Amental health day walkathon was the place for me on Saturday. Billed as a "post-election stress buster" by the National Alliance for the Mentally Ill, the stroll through downtown Washington helped me see beyond America's red states of mind and find solace in a clear, azure blue sky.
One step brought in the cool, crisp air; another let out the hot.
No matter what ailed you, however, the walk seemed to make everyone feel better. When asked what caused stress in her life, Ressa Long of Washington said: "Personal stuff. Marriage and dealing with my kids and work, you know, just being a wife and mother at home."
But she was beaming after her 5K walk. "I feel good, so excited," she said. "This just gave me some time to stretch out."
About 500 people participated in the walkathon, which helped mark the organization's 25th anniversary as an advocate for the mentally ill and raise money for research and education efforts. Michael Fitzpatrick, the group's executive director, was ecstatic.
"I feel terrific," he said after the 3.1-mile workout. "It's a great morning, beautiful weather, good turnout. It's uplifting, tremendous to make new friends this way."
Of course, running an organization with a quarter of a million members trying to keep hope alive among the nation's growing mentally ill population carries its own kind of stress.
"We have ambitious plans for taking on a mental health system that is fractured and inaccessible to millions who need help most," Fitzpatrick said. "Eighty percent of the people with serious mental illness cannot get service."
Sean and April Suhar were married recently. When it comes to stress, need I say more? "We planned a wedding outside D.C., so I had to fly back and forth on weekends and keep a full-time job," said April, who is the alliance's national program manager.
Their honeymoon in Aruba relieved much of the stress, no doubt.

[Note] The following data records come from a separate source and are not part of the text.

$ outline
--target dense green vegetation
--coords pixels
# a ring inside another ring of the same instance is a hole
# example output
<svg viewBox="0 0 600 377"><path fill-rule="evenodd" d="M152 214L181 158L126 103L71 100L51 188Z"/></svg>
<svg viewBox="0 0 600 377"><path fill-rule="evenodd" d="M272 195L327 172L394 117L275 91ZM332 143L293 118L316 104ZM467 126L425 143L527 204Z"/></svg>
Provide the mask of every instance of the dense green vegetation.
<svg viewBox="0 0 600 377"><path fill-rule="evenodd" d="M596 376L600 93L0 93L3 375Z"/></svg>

But the honeymoon is over now. Sean is back to work as a lawyer. As for April, the shock of war, fear of terrorism and stress of job insecurity are expected to exacerbate the problems of the mentally ill and make her workload even heavier.
One alliance program involves a coordinated effort with the Army to prepare kits for families of soldiers returning from Iraq with post-traumatic stress disorder. The kits are supposed to show them how to get help. But the question remains: Can a mental health delivery system in such disarray do more than add to the stress?
A mental health commission appointed by President Bush issued a report that identified three major obstacles that the mentally ill face in obtaining quality care: stigma that surrounds mental illness; unfair treatment limitations and financial requirements placed on mental health benefits by health insurance companies; and the nation's fragmented mental health service delivery system.
The consequences of all this, according to the President's New Freedom Commission on Mental Health, include "unnecessary and costly disability, homelessness, school failure and incarceration."
Said alliance spokesman Bob Carrolla, a lawyer with bipolar disorder: "If you look at children under 19, 20 percent will have some kind of mental illness. But 80 percent of them have no access to any kind of screening or treatment."
Some studies have found that most inmates suffer from mental illnesses that could have been diagnosed and treated years before they started getting into trouble. A study by the alliance found that mental illness among college students is "prolific," with one in three students having prolonged periods of depression and one in four reporting suicidal thoughts or feelings. Fear and lack of education prevent most of them from doing anything about it, it said.
Maria Gomes, a doctoral student at the Howard University School of Social Work, and Patricia McDougall, assistant to the dean of the school, were still somewhat worried even after the walk.
"Now that the president is looking to change Social Security, a lot of us are starting to feel stress," Gomes said. "What social policies does he have in mind? Is he planning more cutbacks in social services?"
More stress-busting will be required. Gomes, an international student from Trinidad, said she was going home for Carnival next year. Come to think of it, I hear the sky is pretty blue over there, too.